Here are my predictions for 2023
- Massive spending, less patience for ROI. Despite a global economic slowdown, enterprise AI spending will hit an all-time record high in 2023. AI use cases that can help reduce cost, improve operational efficiencies, drive automation, and generate revenue via new business models will be the last things cut by large enterprises looking to stay afloat during a down market. As a result, we will see a tripling down on deployment and a scale-out of enterprise AI models to deliver a real ROI and consume big data. As AutoML and MLOps tooling continues to reach a point of saturation, new techniques will arise to ensure the use of AI-generated insights.
- The evolution of the citizen data scientist. The ambiguous term “citizen data scientist” has been used for a few years and contributed to the proliferation of AutoML tooling. This persona will formally take shape as elite business analysts that can consume and use enterprise AI byproducts — like predictions and feature insights — with the same ease they have in accessing historical data. We will see artificial intelligence model deployment rates improve as business users infuse AI efforts in their decision making processes directly.
- Structured workloads will remain a high priority. It’s hard to ignore the current hype cycle around language models in AI. Bleeding edge science and technology is being introduced at a rapid paceThink transformers, generative AI like stable diffusion and ChatGPT, and the highly anticipated GPT-4. That being said, a majority of what drives present day value inside the enterprise comes from less “sexy” models forecast sales, churn, inventory, failures, and other business fundamentals. While I am a strong believer that language leads the next wave of AI, we can’t ignore the current business needs created by the proliferation of data now available within the modern data stack.

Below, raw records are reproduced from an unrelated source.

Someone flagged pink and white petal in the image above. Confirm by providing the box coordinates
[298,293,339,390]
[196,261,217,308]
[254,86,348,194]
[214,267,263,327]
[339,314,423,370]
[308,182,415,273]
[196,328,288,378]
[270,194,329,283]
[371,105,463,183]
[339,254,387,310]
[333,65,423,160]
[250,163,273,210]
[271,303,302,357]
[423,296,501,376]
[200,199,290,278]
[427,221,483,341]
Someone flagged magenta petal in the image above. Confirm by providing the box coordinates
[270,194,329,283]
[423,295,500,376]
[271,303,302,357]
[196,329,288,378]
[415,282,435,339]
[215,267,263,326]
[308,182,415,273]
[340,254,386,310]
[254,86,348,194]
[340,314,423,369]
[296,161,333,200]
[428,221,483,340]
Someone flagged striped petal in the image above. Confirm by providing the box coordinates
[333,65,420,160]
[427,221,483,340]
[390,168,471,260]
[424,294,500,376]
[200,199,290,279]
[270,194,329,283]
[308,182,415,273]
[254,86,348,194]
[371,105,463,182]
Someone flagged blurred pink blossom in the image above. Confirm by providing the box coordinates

Thoughts on the Semantic Layer from Dave Mariani, CTO and Founder at AtScale
Most significant development in 2022
2023 marks 10 years since the founding of AtScale. It has been an incredible journey and I feel fortunate to see that our vision of delivering a semantic layer for data and analytics is even more relevant in the age of the cloud than it was 10 years ago.
It has been fun to watch the rise of the semantic layer (and its little cousin, the metrics layer) over the past 12 months. I am watching other players in the market adopt the notion, including ELT players like dbt Labs, data catalogs like Collibra, and data virtualization players like Starburst and Dremio.
Here are my predictions for 2023
- 2023 will be the year of the semantic layer. The development of an independent technology category within the modern data stack helps combine the capabilities of metrics layers, data modeling, and workflow orchestration with open integration with data and analytics governance solutions.
- Analytics engineers will rise as infrastructure-savvy, business-oriented technicians. They will manage pipelines and data products (leveraging the semantic layer) for data consumers, evolving from traditional data engineer and BI engineer and data modeler personas.
- More organizations will adopt a decentralized style of delivering analytics and data to their users. This will be done by adapting the principles of data mesh to create a hub-and-spoke approach. This will deliver data products that leverage a semantic layer for sharing data models across business domains.